Hi all, over the summer I got a tank from a friend for free. Luckily for me my job had a beautiful stand that fit the tank perfectly. I decided to do a divider 3 ways to enjoy and watch the kids grow up lol. I have 3 juvenile (2.5-3.5in) Baboon spiders I plan on housing in this single tank. I chose C. darlingi, c. marshalli, and o.b.t. to house next to eachother. Each divided section will have its own vented lid and handle. I plan on finishing this build over the next month so i will keep you updated. This week into next week I'm gonna make a couple trips to the store for some foliage an maybe plant some live pothos. Ill get started with a few pictures of what I've got:


----------



## MarkmD (Aug 28, 2013)

if it work's then ok, I personally dont put my T's in devided areas (in the same tank), 1, it will be a pain moving an OBT(other baboons) From a small/devided area, (easier to move from individual enclosure) if thay all have a separate enclosure then makes everything easier, put in one devided tank can cause a problem (in the long run.


----------



## exokeeper (Aug 28, 2013)

Installing the backdrop with black food grade silicone. Simple enough. For the dividers I cut out pieces of acrylic that fit tightly from top to bottom back to front, Plumed them and siliconed them into place. I checked and they hold water! Here's the backdrop.


----------



## exokeeper (Aug 28, 2013)

Sorry for the rotated pictures, here's the last piece of backdrop for c. Marshalli's section. And the caulk I used. If I could redo this one I would of chose brown silicone but couldn't find any so oh well.


----------



## exokeeper (Aug 28, 2013)

At this point, the Backdrop silicone is dry and I moved the tank into my room. This is my view as of now. Ill need to get more substrate this week for them to burrow cause I ran out. The dimensions on this thing turned out perfect for small-large borrowing sp. ! In the meantime I'm fabricating the lids, probably gonna do screen inserts instead of drilled holes. And I'm keeping an eye out for furnishings to make it look natural as possible.

Reactions: Like 1


----------



## MarkmD (Aug 29, 2013)

Looks like you've put alot of work on it, they do seem well put together, hopefully they work and good luck.


----------



## exokeeper (Aug 30, 2013)

Thanks it is a work in progress mark. It should look great once it's finished. Any questions, criticism, input or ideas you may have please feel free to comment. all information is helpful as this is my first divided tank. I've read it's not a good idea to divide tanks but I believe it all comes down to your own preference. thanks!


----------



## MarkmD (Aug 30, 2013)

Do they all have a single (sliding/etc) lid or are they devided lids for each T?, cause if its one big lid for all of them, then that means opening the whole 3 T's up just to move it or maintenance, that gives them a chance to escape, if it's individual then makes it easier for you and the T's cant escape.


----------



## Mike41793 (Aug 30, 2013)

MarkmD said:


> if it work's then ok, I personally dont put my T's in devided areas (in the same tank), 1, it will be a pain moving an OBT(other baboons) From a small/devided area, (easier to move from individual enclosure) if thay all have a separate enclosure then makes everything easier, put in one devided tank can cause a problem (in the long run.

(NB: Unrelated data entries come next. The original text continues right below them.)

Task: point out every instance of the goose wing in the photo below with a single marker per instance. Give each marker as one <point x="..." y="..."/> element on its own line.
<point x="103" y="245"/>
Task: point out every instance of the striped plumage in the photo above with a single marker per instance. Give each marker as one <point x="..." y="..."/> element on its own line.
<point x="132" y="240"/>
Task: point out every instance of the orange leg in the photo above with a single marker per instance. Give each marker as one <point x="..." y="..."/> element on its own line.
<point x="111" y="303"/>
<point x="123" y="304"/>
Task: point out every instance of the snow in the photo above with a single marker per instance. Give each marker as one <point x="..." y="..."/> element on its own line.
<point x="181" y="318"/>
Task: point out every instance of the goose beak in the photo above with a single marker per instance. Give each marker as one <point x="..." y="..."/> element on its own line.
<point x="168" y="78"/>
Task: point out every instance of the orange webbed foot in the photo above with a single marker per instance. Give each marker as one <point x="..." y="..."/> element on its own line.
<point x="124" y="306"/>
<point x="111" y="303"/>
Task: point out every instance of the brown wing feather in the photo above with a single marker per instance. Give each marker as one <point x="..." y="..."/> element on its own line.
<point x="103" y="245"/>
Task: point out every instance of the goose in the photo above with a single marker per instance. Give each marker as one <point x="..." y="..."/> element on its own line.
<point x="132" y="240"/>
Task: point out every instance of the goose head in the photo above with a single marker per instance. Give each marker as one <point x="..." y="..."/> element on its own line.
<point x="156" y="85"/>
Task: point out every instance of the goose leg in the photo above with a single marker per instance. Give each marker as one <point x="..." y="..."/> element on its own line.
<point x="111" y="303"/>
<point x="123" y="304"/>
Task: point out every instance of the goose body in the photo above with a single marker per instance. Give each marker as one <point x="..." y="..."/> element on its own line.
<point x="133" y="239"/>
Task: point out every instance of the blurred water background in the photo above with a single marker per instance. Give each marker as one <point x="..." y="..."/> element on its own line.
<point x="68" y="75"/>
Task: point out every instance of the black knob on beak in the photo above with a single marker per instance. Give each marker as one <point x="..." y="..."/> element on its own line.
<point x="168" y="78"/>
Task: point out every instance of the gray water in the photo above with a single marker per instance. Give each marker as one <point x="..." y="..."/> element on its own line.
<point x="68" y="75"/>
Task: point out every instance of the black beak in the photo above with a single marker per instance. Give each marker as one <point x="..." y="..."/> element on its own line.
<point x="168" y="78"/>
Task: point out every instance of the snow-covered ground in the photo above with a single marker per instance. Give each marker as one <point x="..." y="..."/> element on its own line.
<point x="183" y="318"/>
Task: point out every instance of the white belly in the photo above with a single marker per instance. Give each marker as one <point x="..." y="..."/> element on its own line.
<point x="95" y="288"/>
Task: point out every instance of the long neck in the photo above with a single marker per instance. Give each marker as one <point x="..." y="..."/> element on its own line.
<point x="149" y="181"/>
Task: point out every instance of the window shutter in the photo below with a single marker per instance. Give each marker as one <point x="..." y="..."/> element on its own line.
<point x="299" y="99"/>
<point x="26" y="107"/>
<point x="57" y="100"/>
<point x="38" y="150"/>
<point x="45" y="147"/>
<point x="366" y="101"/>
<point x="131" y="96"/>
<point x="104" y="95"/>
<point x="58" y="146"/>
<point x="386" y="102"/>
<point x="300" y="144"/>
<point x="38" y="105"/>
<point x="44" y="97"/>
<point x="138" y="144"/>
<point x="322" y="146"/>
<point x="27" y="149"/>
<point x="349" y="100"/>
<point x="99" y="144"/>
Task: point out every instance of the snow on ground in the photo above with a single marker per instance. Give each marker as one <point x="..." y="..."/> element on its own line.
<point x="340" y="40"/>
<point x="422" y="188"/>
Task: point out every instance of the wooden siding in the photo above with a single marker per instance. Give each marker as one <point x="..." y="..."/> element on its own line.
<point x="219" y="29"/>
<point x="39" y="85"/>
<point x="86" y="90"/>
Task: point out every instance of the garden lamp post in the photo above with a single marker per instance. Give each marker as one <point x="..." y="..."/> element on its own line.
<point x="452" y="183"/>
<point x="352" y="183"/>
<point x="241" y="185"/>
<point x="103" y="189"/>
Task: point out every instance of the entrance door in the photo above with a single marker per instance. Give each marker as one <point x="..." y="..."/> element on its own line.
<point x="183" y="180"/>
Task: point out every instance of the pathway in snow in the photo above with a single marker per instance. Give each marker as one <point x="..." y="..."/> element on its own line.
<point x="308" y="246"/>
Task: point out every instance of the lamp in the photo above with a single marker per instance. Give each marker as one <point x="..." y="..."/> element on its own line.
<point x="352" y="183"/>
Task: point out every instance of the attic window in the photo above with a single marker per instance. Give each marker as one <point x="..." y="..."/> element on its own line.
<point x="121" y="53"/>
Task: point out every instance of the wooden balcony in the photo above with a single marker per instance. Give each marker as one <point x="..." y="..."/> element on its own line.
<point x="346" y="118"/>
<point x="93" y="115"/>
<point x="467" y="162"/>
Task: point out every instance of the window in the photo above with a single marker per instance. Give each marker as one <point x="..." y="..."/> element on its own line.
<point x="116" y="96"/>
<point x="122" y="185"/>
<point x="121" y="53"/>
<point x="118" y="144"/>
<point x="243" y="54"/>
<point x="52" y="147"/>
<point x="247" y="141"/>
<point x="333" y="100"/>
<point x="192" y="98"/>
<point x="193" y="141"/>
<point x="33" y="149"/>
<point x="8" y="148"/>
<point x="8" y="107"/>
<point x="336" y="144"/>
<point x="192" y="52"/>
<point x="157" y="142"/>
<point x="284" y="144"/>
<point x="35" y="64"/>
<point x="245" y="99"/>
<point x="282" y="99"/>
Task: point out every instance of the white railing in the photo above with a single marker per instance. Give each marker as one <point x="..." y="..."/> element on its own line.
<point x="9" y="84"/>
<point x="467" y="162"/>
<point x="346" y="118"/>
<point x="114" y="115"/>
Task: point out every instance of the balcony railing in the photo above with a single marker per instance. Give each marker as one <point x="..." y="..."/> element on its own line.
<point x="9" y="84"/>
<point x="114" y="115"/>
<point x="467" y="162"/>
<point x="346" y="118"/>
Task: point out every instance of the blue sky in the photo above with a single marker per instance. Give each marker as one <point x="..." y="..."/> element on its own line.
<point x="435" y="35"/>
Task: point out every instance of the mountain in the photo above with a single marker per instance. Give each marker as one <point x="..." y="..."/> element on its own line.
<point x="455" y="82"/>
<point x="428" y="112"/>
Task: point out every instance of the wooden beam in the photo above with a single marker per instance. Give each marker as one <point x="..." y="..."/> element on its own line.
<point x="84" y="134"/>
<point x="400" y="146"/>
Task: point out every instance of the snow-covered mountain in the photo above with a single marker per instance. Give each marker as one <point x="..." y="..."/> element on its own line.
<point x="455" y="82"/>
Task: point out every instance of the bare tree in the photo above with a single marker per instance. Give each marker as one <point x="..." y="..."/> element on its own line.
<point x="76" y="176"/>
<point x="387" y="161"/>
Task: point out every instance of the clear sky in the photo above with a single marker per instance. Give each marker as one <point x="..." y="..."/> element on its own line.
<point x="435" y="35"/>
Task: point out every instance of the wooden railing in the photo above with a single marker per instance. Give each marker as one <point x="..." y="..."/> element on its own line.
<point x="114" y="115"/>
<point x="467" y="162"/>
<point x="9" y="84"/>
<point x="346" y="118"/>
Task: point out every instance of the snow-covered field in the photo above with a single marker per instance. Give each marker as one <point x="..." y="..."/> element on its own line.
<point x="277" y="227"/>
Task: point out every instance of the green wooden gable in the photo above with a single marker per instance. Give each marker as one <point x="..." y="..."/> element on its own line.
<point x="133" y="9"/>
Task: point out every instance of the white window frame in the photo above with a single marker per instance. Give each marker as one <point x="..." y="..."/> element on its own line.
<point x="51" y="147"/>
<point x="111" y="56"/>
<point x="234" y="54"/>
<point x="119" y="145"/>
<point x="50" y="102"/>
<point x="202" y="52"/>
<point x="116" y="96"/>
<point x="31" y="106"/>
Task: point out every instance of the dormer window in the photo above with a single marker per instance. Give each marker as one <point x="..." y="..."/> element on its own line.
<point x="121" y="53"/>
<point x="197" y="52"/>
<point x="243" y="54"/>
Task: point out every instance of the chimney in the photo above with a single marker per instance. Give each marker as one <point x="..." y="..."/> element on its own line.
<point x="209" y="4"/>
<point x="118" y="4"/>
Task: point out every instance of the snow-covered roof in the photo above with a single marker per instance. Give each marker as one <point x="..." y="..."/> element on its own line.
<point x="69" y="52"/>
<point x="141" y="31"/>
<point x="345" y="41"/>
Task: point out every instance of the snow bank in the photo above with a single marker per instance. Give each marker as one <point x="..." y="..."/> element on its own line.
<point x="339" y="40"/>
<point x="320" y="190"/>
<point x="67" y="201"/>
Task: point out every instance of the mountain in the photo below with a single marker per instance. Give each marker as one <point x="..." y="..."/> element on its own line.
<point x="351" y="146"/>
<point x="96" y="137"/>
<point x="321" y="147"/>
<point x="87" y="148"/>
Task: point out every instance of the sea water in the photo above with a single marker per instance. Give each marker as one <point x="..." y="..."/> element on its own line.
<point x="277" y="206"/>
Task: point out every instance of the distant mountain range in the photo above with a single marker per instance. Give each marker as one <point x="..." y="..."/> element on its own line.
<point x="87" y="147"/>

What would you need to move it for? 10gallons is plenty big for an adult enclosure.


----------



## lancej (Aug 30, 2013)

It looks like he has separate lids for each section.  The importance for this is that he can service one section at a time, thereby eliminating the possibility of any of the spiders bolting into its neighbor's section (as long as all three aren't opened at the same time).


----------



## MatthewM1 (Aug 30, 2013)

exokeeper said:


> Each divided section will have its own vented lid and handle.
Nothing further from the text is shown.